An importer of considerable influence and impeccable taste, Rosenthal is at his finest in this memoir when conjuring up the experience of sampling a new wine. Consider this long passage:
At its best, wine captures and transmits all of the elements of the ambience from which it is born. In the ’61 Chambave, one could smell the skin of the hares that scamper through the vineyards and the gentian and the juniper that fill the surrounding fields; the taste captured the myriad berries, black and red and blue, that grow in abundance on the mountainside; and, lingering in the background, in the aroma, as a supplemental flavor, and in the texture of the tannins, is the stern minerality of the slate-infused soil. We drank and we ate, and now, twenty-seven years later, every second of that experience is with me.
That’s a lovely marriage of romantic pictorialism—those scampering hares, that juniper in the fields—to a sensible, undergirding appreciation of the earth chemistry at work in the wine. It captures the small, happy miracle of wine. The book is less successful at bringing to life the vignerons he has cultivated in developing his renowned business (something doesn’t register—the mix of concrete detail and poetic feeling is off).

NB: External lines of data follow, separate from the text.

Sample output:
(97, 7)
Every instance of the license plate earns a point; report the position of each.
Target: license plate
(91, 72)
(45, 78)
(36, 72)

His prose, when not on the specific topic of wine memories, can get lofty and magisterial and stiff. Wine, he writes near the start, “has invaded my thoughts much as a benign bacterium settles into milk to create pungent cheese.” If he had made his career as a dairy farmer, would he invoke Bordeaux to discuss his love of cheddar? Luckily, at any rate, his sensibility has been for wine.